Ruiz likewise notes it’s something that could happen to anyone, and he wants to prove that anyone can bounce back. It starts with surrounding yourself with the right people and finding the motivation needed to change your habits and your lifestyle. For Ruiz, that’s his family and his new fighting family with Alvarez and Reynoso, who make him accountable not just to himself, but to others who have invested and believed in him. He’s fulfilled his promise to do the work and show that he can be disciplined, and the result is working in one of the best boxing gyms in the world alongside the current pound-for-pound king.
“Canelo, when he sees that I’m not doing something like throwing the right punches, he’ll go out of his way and tell me, ‘Hey look, Andy, you need to throw it like this, you need to pivot your feet, you need to do some stuff like that.’ And it means a lot to to have him guide me as well and some of the stuff that we’ve been doing, and, like, it’s amazing man,” Ruiz says. “I’m really blessed to have this team and, like I said, we don’t try to compete with each other. We help each other and we want the whole team to grow.”
Ruiz’s personal growth over the last year has been evident, and now he’s ready to show his growth in the ring. Beating Arreola would be a great way to reintroduce himself to the boxing world, but he makes it clear that this fight is just the first step of his journey, not the culmination.
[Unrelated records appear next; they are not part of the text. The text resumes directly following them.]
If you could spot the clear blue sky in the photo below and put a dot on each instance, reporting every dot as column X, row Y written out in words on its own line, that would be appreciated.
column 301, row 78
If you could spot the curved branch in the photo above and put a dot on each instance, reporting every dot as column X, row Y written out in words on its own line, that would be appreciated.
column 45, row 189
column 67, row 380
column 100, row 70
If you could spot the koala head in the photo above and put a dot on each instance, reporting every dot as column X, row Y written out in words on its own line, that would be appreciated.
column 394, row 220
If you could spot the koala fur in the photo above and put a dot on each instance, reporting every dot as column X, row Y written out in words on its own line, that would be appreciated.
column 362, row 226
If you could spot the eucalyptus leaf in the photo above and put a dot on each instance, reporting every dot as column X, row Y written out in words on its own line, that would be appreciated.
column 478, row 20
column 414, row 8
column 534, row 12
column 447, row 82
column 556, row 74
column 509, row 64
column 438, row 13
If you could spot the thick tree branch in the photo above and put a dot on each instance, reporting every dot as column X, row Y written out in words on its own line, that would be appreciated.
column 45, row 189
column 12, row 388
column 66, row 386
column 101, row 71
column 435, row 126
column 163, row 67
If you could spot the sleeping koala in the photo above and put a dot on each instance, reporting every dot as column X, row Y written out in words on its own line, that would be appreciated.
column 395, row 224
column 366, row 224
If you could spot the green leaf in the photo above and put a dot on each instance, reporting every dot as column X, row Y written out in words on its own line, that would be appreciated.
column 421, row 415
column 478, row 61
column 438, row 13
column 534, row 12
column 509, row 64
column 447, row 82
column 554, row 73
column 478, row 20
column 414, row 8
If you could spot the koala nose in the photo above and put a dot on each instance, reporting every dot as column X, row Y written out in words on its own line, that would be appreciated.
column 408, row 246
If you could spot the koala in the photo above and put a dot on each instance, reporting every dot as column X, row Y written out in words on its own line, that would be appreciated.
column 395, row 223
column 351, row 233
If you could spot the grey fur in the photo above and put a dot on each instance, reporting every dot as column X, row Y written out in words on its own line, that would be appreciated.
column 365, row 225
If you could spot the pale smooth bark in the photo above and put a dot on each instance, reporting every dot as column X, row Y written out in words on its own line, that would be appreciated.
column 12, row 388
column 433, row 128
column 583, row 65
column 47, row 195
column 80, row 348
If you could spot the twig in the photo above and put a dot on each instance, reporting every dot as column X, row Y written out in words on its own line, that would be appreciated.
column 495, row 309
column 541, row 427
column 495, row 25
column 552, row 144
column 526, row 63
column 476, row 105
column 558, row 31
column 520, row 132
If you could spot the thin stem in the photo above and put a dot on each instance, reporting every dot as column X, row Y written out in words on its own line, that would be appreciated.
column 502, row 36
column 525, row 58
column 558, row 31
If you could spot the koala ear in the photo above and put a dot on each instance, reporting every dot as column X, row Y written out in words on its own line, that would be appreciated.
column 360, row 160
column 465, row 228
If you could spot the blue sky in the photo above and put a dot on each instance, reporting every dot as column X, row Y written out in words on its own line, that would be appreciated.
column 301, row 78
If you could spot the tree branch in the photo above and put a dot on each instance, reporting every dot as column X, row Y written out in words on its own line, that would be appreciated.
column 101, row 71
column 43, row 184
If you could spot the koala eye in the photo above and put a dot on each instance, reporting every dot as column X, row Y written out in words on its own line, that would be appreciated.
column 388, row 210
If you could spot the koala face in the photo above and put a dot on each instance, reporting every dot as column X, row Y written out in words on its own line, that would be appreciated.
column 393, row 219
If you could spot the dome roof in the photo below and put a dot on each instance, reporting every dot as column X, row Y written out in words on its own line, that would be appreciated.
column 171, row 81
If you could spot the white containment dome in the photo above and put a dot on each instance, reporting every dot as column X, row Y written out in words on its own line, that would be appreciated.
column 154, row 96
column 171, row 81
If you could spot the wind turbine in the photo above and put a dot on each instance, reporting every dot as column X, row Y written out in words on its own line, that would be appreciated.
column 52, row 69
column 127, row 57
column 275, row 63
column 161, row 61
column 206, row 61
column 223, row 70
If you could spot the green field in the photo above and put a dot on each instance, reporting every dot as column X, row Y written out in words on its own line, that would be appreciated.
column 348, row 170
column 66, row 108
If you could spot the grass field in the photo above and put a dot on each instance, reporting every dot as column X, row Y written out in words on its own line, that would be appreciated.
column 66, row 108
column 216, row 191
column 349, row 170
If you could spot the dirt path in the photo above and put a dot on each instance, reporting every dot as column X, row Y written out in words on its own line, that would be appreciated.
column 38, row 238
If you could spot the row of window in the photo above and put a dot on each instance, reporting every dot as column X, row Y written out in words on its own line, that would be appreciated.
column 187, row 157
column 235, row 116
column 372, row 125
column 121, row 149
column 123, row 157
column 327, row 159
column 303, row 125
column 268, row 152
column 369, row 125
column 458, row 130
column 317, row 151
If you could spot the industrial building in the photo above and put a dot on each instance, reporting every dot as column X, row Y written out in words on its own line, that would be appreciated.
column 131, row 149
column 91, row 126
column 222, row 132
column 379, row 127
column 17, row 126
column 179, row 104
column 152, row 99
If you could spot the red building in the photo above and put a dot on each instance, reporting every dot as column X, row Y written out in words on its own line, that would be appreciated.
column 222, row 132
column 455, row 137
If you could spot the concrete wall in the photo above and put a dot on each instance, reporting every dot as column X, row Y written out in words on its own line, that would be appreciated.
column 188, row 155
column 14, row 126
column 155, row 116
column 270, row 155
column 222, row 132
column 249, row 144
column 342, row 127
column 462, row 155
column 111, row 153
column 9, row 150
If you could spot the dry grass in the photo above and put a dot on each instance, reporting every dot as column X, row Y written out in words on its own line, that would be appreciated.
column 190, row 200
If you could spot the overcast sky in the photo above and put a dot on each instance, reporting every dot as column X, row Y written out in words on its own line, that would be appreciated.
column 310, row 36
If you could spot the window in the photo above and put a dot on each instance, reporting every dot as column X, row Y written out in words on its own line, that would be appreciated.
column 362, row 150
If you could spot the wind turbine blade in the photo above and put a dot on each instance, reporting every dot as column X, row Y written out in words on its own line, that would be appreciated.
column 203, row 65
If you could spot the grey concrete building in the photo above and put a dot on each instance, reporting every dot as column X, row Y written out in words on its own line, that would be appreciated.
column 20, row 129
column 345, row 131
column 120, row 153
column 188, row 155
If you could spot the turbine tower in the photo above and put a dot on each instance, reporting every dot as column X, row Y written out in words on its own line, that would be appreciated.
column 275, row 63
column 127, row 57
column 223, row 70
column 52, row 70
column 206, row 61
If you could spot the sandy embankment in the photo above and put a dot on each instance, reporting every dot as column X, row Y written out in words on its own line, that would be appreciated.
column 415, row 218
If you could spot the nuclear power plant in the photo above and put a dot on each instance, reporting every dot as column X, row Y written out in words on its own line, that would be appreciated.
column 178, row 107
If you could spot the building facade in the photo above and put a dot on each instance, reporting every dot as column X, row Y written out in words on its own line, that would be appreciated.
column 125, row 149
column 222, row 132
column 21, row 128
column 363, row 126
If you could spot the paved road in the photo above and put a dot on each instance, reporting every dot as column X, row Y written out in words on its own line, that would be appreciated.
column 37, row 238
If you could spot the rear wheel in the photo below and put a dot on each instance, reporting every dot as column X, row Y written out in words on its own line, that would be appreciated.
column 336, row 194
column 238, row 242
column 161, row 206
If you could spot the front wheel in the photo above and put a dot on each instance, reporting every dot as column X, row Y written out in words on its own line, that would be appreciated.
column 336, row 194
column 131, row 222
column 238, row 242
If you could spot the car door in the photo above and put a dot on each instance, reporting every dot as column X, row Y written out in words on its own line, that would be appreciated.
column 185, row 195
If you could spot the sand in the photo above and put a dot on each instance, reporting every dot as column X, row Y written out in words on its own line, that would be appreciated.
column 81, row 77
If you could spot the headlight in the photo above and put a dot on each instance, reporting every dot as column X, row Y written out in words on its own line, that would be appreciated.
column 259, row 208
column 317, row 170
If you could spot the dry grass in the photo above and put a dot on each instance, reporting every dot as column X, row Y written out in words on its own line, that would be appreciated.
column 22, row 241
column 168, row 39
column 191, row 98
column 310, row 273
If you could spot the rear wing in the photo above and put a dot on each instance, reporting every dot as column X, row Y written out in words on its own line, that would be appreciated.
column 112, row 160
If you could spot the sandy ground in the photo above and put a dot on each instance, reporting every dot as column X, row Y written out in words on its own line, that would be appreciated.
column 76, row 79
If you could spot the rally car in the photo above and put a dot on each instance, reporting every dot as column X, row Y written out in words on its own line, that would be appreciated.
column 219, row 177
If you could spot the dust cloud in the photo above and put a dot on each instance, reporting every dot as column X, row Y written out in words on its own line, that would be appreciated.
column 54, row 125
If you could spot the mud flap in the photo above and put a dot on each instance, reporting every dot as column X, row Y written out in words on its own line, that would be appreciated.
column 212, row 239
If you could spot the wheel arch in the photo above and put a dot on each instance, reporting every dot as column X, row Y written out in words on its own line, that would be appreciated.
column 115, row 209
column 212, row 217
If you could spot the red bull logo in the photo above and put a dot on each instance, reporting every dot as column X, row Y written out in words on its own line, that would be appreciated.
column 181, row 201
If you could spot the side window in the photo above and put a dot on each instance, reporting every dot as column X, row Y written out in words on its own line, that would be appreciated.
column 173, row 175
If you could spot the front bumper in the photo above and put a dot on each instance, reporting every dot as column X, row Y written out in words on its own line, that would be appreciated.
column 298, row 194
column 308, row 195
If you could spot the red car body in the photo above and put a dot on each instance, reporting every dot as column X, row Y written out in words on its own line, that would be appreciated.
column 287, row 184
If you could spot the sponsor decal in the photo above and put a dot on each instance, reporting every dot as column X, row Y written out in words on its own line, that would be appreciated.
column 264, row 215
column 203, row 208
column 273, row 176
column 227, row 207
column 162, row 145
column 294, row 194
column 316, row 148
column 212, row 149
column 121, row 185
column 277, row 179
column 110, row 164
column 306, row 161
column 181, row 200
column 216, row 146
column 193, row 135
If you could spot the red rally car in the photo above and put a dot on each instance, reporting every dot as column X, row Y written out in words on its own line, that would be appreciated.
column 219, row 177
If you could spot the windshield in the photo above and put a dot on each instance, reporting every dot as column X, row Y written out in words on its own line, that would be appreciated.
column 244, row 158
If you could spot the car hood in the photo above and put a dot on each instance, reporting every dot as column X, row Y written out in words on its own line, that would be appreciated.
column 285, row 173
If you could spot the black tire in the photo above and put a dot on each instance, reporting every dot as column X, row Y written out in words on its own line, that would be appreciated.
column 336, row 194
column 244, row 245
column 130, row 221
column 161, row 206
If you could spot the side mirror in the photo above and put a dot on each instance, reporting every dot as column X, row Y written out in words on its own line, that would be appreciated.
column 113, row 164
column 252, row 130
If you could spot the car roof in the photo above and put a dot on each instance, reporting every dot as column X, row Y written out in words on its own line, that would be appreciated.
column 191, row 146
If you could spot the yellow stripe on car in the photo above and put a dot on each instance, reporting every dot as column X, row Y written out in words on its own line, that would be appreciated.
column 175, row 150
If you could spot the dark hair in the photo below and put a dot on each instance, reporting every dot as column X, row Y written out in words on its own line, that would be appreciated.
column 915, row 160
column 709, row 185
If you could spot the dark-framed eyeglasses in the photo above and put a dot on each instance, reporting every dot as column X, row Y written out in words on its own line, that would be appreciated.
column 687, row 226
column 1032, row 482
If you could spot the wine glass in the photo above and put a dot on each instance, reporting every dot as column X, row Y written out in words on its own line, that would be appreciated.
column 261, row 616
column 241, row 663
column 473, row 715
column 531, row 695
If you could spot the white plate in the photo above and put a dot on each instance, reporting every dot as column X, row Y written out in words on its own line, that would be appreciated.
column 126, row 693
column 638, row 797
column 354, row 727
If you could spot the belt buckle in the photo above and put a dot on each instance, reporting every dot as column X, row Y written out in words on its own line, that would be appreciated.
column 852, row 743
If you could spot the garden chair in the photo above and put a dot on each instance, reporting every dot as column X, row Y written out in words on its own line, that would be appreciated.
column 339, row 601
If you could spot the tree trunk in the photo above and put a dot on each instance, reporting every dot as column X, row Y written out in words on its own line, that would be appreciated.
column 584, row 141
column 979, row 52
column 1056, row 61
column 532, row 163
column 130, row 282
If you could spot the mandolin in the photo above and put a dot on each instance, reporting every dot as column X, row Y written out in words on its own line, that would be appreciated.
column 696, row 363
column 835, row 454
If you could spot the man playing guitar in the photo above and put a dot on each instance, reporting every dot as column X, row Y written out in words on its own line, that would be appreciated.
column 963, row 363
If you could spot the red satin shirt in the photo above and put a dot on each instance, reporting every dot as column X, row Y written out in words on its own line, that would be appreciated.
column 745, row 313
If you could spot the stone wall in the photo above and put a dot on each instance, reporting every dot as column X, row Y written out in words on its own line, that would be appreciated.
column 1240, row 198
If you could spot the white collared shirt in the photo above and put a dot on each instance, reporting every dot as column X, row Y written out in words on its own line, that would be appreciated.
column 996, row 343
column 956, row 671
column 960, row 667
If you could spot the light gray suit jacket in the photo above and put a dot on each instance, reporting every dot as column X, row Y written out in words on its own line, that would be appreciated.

“I know I’m not going to look 100 percent for my first fight or nothing like that, but the dedication isn’t a show,” Ruiz says. “The improvement that we’ve been working on isn’t a show as well, but to get to where I want to be at, I got to stay busy, I got to stay active, I got to stay focused. So that’s the main thing I need to do. Soon as, God willing, we get the victory May 1, I got to get back to the gym, keep training,. This is like a lifestyle. It’s not just —before I would think, ‘Oh, I’m gonna fight,’ then I will start training, you know? I got to be training every single day. Even if it’s not boxing, I still go run and go be active.”